First, find the single probability: \[ P(X > 85) = P\!\left( Z > \frac{85-72}{10} \right) = P(Z > 1.3) = 0.0968. \]
Let \( Y \) = number of people out of 10 weighing above 85 kg. \[ Y \sim B(10, 0.0968). \] Then, \[ P(Y \geq 4) = 1 – P(Y \leq 3). \] Using the binomial probabilities gives \[ P(Y \geq 4) = 0.0114. \] Final Answer (a): The probability is about **1.14%**.
(b)
The total weight of 8 adults is a sum of independent normal random variables. If \( X \sim N(72, 10^2) \), then \[ W \sim N(8 \times 72, 8 \times 10^2). \] So, \[ W \sim N(576, 800). \] where mean = 576 kg and variance = 800, giving \( SD = 28.28 \).
Final Answer (b): \[ W \sim N(576, 800). \]
(c)
We want the weight \( w \) such that in less than 1% of cases, \[ P(W > w) = 0.01. \] Using inverse normal: \[ P(Z > z) = 0.01 \quad \Rightarrow \quad z = 2.33. \] So, \[ w = 576 + 2.33 \times 28.28 = 642 \, \text{kg (approx)}. \] Final Answer (c): \( w \approx 642 \, \text{kg} \).
(d) (i)
Two assumptions Clara must make in her test:
- Her clients are a random sample of the Verona population.
- Each person takes at most one holiday a year.
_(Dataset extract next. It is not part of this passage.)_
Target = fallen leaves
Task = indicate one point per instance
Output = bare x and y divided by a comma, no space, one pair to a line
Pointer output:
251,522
- Choices are independent of each other.
- She is the only agent for her clients.
Final Answer (d)(i): Any two of the above.
(d) (ii)
The newspaper claims 42% of holidays are abroad. Clara thinks this is too high. Hypotheses: \[ H_0: p = 0.42, \quad H_1: p < 0.42. \]
(d) (iii)
Clara surveyed 200 clients: 67 abroad, 133 not abroad. Let \( Q \) be the number of clients choosing abroad: \[ Q \sim B(200, 0.42). \] Observed value: \( Q = 67 \). We compute the probability: \[ P(Q \leq 67) = 0.00850. \] Since \( 0.0085 < 0.05 \), the result is significant. This means the observed proportion (67/200 = 0.335) is unusually low compared with 0.42.
Conclusion: There is evidence to support Clara’s belief that fewer than 42% of adults choose to go abroad.